Um conto de Bernardo Fellipe Seixas
Em Florianópolis, um enigma flutua nas águas da Barra da Lagoa. Há sessenta anos, três pescadores desapareceram numa noite de vento sul impiedoso. Desde então, a canoa em que partiram é vista por moradores nas noites de lua crescente.
A história remonta a 25 de maio de 1964, quando Genésio, José e Bernardino saíram para pescar, por volta das sete horas da noite, e nunca mais foram vistos. A embarcação, construída a partir do tronco de um guapuruvu, foi encontrada encalhada nas pedras da Prainha com marcas estranhas no casco e um vestido de mulher debaixo do banco da popa. Dizem os antigos pescadores que, após dois meses do incidente, numa noite de lua cheia, a canoa foi enterrada nas areias da Praia da Barra.
Os avistamentos da canoa nas noites de lua crescente são frequentes, e envolvem crianças, jovens e adultos. Os relatos sempre tinham alguma coisa parecida; avistam a canoa envolta em névoa deslizando silenciosa pelo canal da Barra ou margeando a Prainha e as piscinas naturais. Alguns enxergam os pescadores nela, com rostos pálidos e olhos opacos. Quem a vê sente uma paralisia inexplicável, até que a visão desapareça.

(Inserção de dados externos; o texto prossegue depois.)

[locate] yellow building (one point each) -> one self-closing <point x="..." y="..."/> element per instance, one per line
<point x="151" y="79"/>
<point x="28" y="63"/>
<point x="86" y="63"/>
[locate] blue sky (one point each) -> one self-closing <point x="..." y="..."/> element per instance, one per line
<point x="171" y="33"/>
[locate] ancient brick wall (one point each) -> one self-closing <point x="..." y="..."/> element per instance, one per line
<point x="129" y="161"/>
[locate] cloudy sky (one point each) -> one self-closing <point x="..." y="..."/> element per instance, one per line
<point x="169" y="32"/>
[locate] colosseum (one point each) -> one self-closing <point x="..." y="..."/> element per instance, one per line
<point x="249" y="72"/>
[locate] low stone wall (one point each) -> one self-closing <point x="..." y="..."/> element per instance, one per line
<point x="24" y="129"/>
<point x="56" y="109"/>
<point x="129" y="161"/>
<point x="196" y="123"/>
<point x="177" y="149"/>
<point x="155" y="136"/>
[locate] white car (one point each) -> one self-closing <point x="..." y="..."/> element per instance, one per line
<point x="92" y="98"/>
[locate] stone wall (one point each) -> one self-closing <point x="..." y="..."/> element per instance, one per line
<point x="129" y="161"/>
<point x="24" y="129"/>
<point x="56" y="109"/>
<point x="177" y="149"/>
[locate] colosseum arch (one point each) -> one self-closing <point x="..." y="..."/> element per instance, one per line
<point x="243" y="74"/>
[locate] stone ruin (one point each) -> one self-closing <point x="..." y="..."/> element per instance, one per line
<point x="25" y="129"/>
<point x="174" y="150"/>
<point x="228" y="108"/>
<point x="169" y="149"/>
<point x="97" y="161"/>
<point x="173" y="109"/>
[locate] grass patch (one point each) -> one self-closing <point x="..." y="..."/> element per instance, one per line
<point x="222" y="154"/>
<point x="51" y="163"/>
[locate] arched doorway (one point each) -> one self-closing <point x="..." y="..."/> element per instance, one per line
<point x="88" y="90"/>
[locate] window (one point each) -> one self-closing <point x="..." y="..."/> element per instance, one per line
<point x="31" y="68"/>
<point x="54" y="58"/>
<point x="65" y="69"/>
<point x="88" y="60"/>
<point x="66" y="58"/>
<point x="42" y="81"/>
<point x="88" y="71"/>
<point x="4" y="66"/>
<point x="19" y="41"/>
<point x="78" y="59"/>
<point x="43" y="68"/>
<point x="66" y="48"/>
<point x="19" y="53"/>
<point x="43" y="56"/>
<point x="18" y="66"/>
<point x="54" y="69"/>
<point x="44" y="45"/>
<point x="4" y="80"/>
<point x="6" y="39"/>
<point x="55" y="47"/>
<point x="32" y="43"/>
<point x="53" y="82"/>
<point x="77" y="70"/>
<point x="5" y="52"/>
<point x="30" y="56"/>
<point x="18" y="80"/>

Os mais velhos contam a história com respeito e medo. Dizem que os pescadores estão presos em uma outra dimensão, repetindo sua última viagem todos os dias. Alguns acreditam que eles abandonaram suas famílias e foram viver em outro canto.
Um jovem curioso e incrédulo, Marco decidiu confrontar a lenda. Com uma potente câmera fotográfica, escondeu-se nas rochas do canto esquerdo da Prainha, esperando a canoa fantasma. Quando a lua cresceu, a maresia se intensificou. Marco sentiu um frio súbito e viu a canoa emergir do sul, devagar, com três vultos.
Ele levantou a câmera, mas suas mãos tremiam e suavam, apesar da temperatura não passar dos 15 graus. A canoa se aproximava, e ele conseguiu ver os rostos dos pescadores, inexpressivos, vazios e cheios de dor. Os olhos de Genésio pareciam fixos nos dele, implorando por algo incompreensível.
De repente a névoa se adensou, o vento parou e um sussurro encheu o ar. O único poste de luz da Prainha, localizado em frente ao rancho dos pescadores, se apagou, e Marco sentiu uma força puxando-o para a água. Com esforço, conseguiu se libertar, e correu em desespero para as vielas da comunidade, com a câmera nas mãos.
Ao verificar as imagens, viu apenas a névoa, nada da canoa ou dos pescadores. Os anciãos, ao ouvirem sua história, balançaram a cabeça, temerosos. A canoa fantasma continuaria a aparecer, lembrando das almas perdidas e do mistério das águas.
Desde aquela noite, Marco nunca mais duvidou das histórias dos anciãos. Contudo, o que ele não revelou foi o segredo que descobriu: ao olhar mais atentamente uma das fotos, percebeu uma inscrição quase invisível na névoa, em uma língua antiga. Decifrou-a com dificuldade, e nela estava escrito: “Eternamente navegamos, até que um coração puro nos liberte.”
Assim, a lenda da canoa fantasma persiste. aguardando o escolhido que possa finalmente quebrar o ciclo e trazer paz às almas dos pescadores perdidos.